Bugzilla – Bug 114171
iscsid consumes 100% CPU
Last modified: 2005-12-12 20:09:45 UTC
I am testing Xen on SUSE Linux 10.0 betas. I have an iSCSI target, and several (the number varies) iSCSI initiators. On the initiators, I am running OCFS2 to create clustered storage, although I don't think that OCFS2 is relevant to this bug. The initiators are running: open-iscsi-0.3rc6-4 xen-3.0_6458 kernel-xen-2.6.13-2 (Kurt's private build, but I have seen this with previous kernels too) ocfs2-tools-1.1.1-3 Target is running unh_iscsi-1.60-7. Target machine shows no usual iSCSI messages in the log. The bug: Sometimes the iSCSI connection seems to go bad on the initiator side (there are many error messages in /var/log/messages), and then iscsid starts to consume 100% of the CPU. I have left the machine in this state overnight, and it hangs hard and has to be powered off. I will attach /var/log/message, and try to reproduce this with symbols.

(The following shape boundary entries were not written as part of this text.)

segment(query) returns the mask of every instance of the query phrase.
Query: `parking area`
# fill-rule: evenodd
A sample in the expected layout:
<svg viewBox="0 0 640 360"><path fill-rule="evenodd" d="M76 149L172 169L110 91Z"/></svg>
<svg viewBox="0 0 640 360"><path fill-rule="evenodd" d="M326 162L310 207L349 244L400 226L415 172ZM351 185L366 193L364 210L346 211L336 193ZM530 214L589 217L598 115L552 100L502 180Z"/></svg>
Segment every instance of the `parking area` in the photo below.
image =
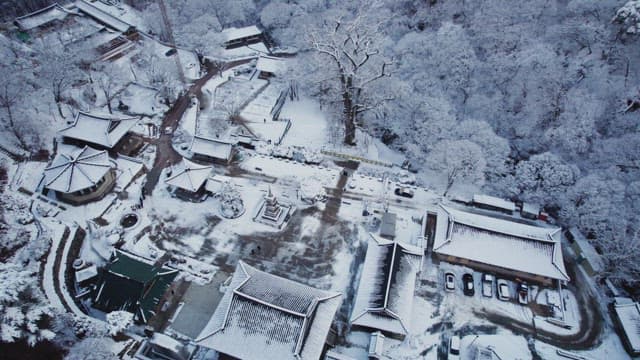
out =
<svg viewBox="0 0 640 360"><path fill-rule="evenodd" d="M523 325L571 333L579 328L575 297L567 290L526 283L441 262L437 289L444 301L486 318L499 316Z"/></svg>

Created attachment 48203 [details] /var/log/messages iscsid goes to 100% CPU shortly after 10:01 in the log
I no longer believe that the hard hang is open-iscsi's fault. That appears to be a bug in OCFS2, triggered when it loses connectivity. So this bug is only about the 100% CPU usage by iscsid.
This might be fixed by the NOOP IN handling fix which went in with the latest update to open-iscsi. And nevertheless, the unh-iscsi target seems to be a bit dodgy: - Appearently it does not support the caching mode page 8; hence the error 'sda: got wrong page'. Can you try to run 'sg_modes -p=8 -6 /dev/sda' and attach the output? - Appearently both iscsi devices have the same target name (The cause for the message 'picking OUI'). Is that intended?
Please re-test with RC1 and re-open if the problem persists.
Test update - please ignore.
Test update2 - please ignore.